Full disclosure: I dropped out of university after a week. So, my shitty O-Day might’ve helped that decision, or maybe I thought it was going to be crap before it started. I’m not sure.

What I am sure of is that my O-Day was not good. Let me also clarify that I didn’t have an entire week to endure.

My day was split into two parts: O-Day and O-Night.

The day

O-Day was a career-fair-esque type set-up, with booths for different faculties and societies. It was a weird event, with no real direction as to where I should be in regard to my degree. I had to fight through the crowds to find a booth that ended up telling me what I already knew. There wasn’t any free stuff and the room was stuffy and squishy. One day in and I already felt out of place.

The crowd of people eventually filtered themselves out of the university’s main hall, and after being there for two hours I had no sense of comfortability or a greater knowledge of what uni was to entail. They were simply throwing information at the wall and hoping it would stick in someone’s brain.

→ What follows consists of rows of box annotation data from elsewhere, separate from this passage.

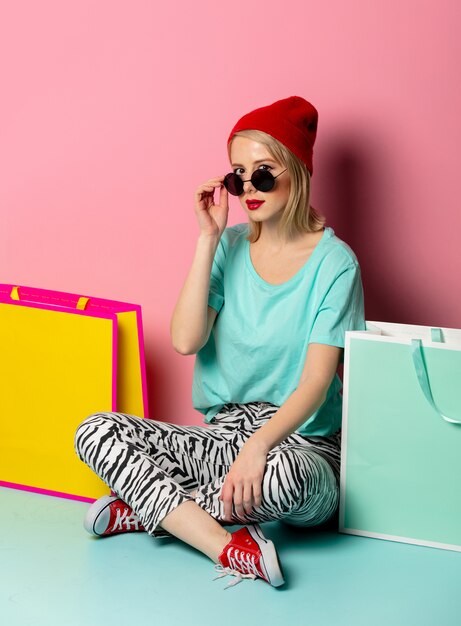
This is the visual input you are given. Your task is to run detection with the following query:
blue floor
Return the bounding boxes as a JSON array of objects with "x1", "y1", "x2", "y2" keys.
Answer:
[{"x1": 0, "y1": 488, "x2": 461, "y2": 626}]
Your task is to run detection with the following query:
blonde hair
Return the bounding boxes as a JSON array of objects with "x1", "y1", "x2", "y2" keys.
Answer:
[{"x1": 227, "y1": 130, "x2": 326, "y2": 243}]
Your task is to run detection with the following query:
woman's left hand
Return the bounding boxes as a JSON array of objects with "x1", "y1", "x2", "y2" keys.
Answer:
[{"x1": 219, "y1": 438, "x2": 267, "y2": 521}]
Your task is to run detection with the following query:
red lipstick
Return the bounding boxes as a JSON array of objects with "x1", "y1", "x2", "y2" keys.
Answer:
[{"x1": 246, "y1": 200, "x2": 264, "y2": 211}]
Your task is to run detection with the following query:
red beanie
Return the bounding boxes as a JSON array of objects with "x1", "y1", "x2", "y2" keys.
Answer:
[{"x1": 227, "y1": 96, "x2": 318, "y2": 175}]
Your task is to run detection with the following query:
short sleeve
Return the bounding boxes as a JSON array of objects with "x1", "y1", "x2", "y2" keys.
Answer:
[
  {"x1": 208, "y1": 229, "x2": 227, "y2": 313},
  {"x1": 309, "y1": 263, "x2": 366, "y2": 348}
]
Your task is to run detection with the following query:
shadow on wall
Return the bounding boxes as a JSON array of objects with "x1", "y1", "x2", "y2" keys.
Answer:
[{"x1": 314, "y1": 136, "x2": 436, "y2": 325}]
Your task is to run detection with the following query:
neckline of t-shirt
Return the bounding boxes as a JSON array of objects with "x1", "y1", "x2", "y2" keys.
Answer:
[{"x1": 245, "y1": 226, "x2": 333, "y2": 291}]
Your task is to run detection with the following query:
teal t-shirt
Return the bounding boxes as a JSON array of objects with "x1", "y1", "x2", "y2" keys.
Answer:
[{"x1": 192, "y1": 222, "x2": 366, "y2": 436}]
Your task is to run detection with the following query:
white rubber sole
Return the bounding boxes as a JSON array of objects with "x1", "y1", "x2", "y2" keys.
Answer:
[
  {"x1": 83, "y1": 496, "x2": 120, "y2": 537},
  {"x1": 247, "y1": 524, "x2": 285, "y2": 587}
]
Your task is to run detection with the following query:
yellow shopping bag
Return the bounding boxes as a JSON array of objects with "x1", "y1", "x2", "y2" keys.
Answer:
[{"x1": 0, "y1": 284, "x2": 148, "y2": 502}]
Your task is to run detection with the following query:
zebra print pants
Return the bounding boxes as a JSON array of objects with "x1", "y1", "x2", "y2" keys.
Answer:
[{"x1": 75, "y1": 402, "x2": 341, "y2": 537}]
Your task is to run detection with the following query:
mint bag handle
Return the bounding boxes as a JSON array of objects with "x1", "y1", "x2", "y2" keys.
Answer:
[{"x1": 411, "y1": 328, "x2": 461, "y2": 424}]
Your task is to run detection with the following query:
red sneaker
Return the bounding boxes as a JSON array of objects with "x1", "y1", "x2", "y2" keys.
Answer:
[
  {"x1": 213, "y1": 524, "x2": 285, "y2": 589},
  {"x1": 83, "y1": 496, "x2": 146, "y2": 537}
]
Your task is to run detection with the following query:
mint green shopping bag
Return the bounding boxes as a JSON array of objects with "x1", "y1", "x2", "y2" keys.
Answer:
[{"x1": 339, "y1": 321, "x2": 461, "y2": 551}]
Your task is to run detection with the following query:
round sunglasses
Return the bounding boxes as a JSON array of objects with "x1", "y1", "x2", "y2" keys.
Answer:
[{"x1": 223, "y1": 169, "x2": 286, "y2": 196}]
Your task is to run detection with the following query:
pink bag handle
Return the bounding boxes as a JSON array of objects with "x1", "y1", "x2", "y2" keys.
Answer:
[{"x1": 10, "y1": 286, "x2": 90, "y2": 311}]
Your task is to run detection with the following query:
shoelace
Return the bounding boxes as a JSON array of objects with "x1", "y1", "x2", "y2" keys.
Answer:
[
  {"x1": 213, "y1": 547, "x2": 260, "y2": 589},
  {"x1": 111, "y1": 508, "x2": 139, "y2": 532},
  {"x1": 213, "y1": 563, "x2": 256, "y2": 589}
]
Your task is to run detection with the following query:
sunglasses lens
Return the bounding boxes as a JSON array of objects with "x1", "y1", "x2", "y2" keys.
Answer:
[
  {"x1": 223, "y1": 172, "x2": 243, "y2": 196},
  {"x1": 223, "y1": 170, "x2": 275, "y2": 196},
  {"x1": 251, "y1": 170, "x2": 275, "y2": 191}
]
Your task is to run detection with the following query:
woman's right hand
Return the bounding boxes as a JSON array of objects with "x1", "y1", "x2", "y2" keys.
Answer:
[{"x1": 195, "y1": 176, "x2": 229, "y2": 240}]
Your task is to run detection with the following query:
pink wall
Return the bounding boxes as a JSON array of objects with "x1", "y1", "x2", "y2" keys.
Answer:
[{"x1": 0, "y1": 0, "x2": 461, "y2": 424}]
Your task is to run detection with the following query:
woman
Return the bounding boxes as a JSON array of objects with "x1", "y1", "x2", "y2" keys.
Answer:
[{"x1": 75, "y1": 96, "x2": 365, "y2": 586}]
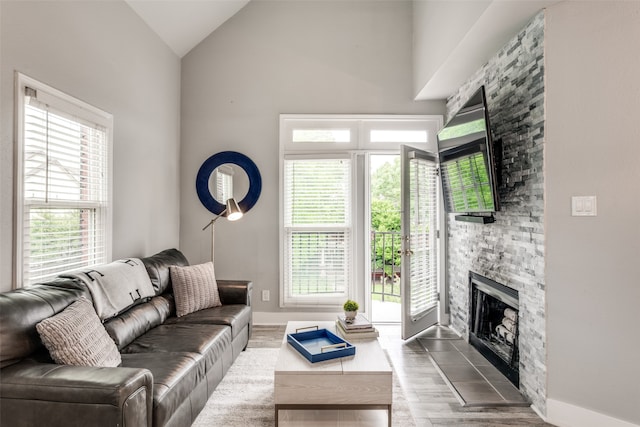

A more organised approach to O-Day would’ve fared better; with dedicated days and times for certain faculties. As a journalism student, I really didn’t want to fight my way through science and commerce stalls and the poor set up meant everyone was just wandering around with no idea of how to find the things that were relevant to them.

The night

O-Night was a completely different beast. They had put on a “festival” (in very strong inverted commas) on the campus lawn that was completely mismanaged. It wasn’t as terrible as Fyre Festival but it came pretty damn close.

We arrived to intense security that made me take my shoes off (the only thing they found was dirty socks). We walked into the campus green and saw a stage with a DJ playing house music at 3pm, as students stood awkwardly side-eyeing each other.

Being able to drink to take the edge off would’ve been fine but the line for the bar was 40 minutes long. The night dragged and dragged- the only benefit was that I managed to make friends through the communal annoyance that we were still at the stupid party.

Now, again, I dropped out of uni after a week, but I still stand by my word that my O-Day was not a good time. Maybe things would’ve been different if I had an O-Week, or if I had a better mindset, but the start of my uni experience was aggressively average.

My advice? Lower your expectations of any sort of university planned activity and you might have a shot of actually enjoying it.